STABILITY OR NEUTRAL?
First, identify your foot type.
Stand in front of a mirror with bare feet shoulder-width apart and bend your knees, keeping your heels on the ground. Watch the bones on the inside of your ankle as you bend and straighten your knees.
- If the bones move inward more than 1/3 inch, you likely pronate during your running gait. Also, if your big toe is shorter than your second toe (the common Morton’s foot type), you likely pronate. This means the inner sole of your foot is bearing the body's weight.
- If your ankle bones do not move inward or outward significantly, you have a neutral gait.
- If your ankle bones move outward, you may be one of the rare people who supinate. This means the outer sole of your foot is bearing the body's weight.
Other methods to determine your running gait and support needs include:
- Look at the wear on an old pair of running shoes (not walking shoes, which show your walking gait). Place the shoes side by side on an elevated surface like a table, with the toes pointing towards you. Look at the shoes from eye level. If either or both lean noticeably inward, you likely pronate.

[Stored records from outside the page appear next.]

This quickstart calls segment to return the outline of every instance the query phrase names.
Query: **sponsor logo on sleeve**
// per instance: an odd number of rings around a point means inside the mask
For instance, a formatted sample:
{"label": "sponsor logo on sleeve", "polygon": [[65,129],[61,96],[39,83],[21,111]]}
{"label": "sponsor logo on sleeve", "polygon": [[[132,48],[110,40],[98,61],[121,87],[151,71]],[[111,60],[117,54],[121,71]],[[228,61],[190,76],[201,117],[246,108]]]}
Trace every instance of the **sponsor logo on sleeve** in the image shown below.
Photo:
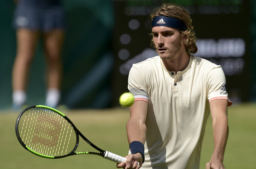
{"label": "sponsor logo on sleeve", "polygon": [[228,93],[227,93],[227,92],[226,91],[226,83],[224,83],[223,85],[221,87],[221,88],[220,88],[220,90],[221,91],[219,92],[220,94],[221,95],[227,95]]}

- Look at the sockliner in an old pair of running shoes. If the foam is compressed specifically under the ball of the big toe, this also indicates pronation.
If your feet pronate (when the the inner edge of the sole bears the body's weight), look for our Stability models.
If your feet supinate (when the outer edge of the sole bears the body's weight) or you have a neutral gait, look for our Neutral models.